Friday, February 6, 2009

problems I can't solve

I'm sick of watching the news because they keep giving me problems I can't solve. Some one's killing all the bees! You like honey? Don't worry about it if you don't like HONEY and, oh yeah, FLOWERS! Yeah if you hate honey and flowers don't trouble your little head about the bees dying. ME? I L-UUUUVE bees and flowers. Well, someone's slaying all the bees. They're just vanishing. That's the word the news used "vanishing" . So what am I to do. I don't know how to save the bees! To say nothing of the ELEEE- FANTS. You got TUSK FIENDS out there machine gunning all the Elee-fants.
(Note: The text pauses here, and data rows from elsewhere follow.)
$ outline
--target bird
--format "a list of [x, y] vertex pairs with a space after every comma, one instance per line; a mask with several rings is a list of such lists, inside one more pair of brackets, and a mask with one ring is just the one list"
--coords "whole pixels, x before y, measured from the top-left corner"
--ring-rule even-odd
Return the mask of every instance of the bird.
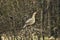
[[23, 28], [25, 28], [26, 26], [30, 26], [30, 25], [32, 25], [32, 24], [34, 24], [35, 23], [35, 15], [37, 14], [37, 12], [34, 12], [33, 13], [33, 15], [32, 15], [32, 17], [31, 18], [29, 18], [26, 22], [25, 22], [25, 25], [23, 26]]

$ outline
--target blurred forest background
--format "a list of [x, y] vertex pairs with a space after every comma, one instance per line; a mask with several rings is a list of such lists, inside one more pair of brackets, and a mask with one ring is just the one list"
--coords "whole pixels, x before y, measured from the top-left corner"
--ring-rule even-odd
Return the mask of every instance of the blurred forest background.
[[[59, 4], [59, 0], [0, 0], [0, 40], [49, 40], [51, 36], [60, 40]], [[35, 24], [23, 29], [37, 10]]]

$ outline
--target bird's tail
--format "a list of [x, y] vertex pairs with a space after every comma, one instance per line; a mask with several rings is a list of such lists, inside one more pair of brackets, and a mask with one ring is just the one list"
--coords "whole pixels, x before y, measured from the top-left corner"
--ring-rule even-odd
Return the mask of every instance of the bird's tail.
[[27, 25], [25, 24], [24, 26], [23, 26], [23, 28], [25, 28]]

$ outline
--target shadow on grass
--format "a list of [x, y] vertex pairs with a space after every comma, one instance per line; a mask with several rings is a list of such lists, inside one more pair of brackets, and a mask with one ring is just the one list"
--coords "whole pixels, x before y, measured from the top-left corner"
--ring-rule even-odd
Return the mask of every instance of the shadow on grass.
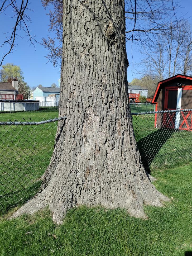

Fuckers! Can you imagine? What'd an Elee-fant ever do to a human? Nothing. I mean there are a few isolated incidents when a captive and "tame" elee-fant will stomp and rend his owner asunder but that only illustrates the fact that an Eleee-fant should never be kept as a pet. fucking assholes! Every time I watch a nature show they always end it with a statement like "Hey hope you enjoyed the show. Aren't elephants cool? Yeah well guess what in like 4 years they'll all be gone thanks to you dirty human people and all your habitat hogging and poaching! The End." I'm always like, noooo..tell me what to do. Do I run an adoption program? What? Do I buy me a M4, shave the pin down and start hunting the elephant killers? I will. (NOT REALLY ACTUALLY, I DON'T HAVE THE ENERGY OR THE KNOW HOW) Flippin Global Warming! Who are these Global warmists? Hmmm...they need to die cuz I have no IDEA how to cool the planet. I really don't. I've been trying to reduce my carbon footprint but not really. In fact, I have no idea how to do even that! And you know what, either do you so just give that some thought before you put that retarded STOP GLOBAL WARMING sticker on the back of your Prius. A hole!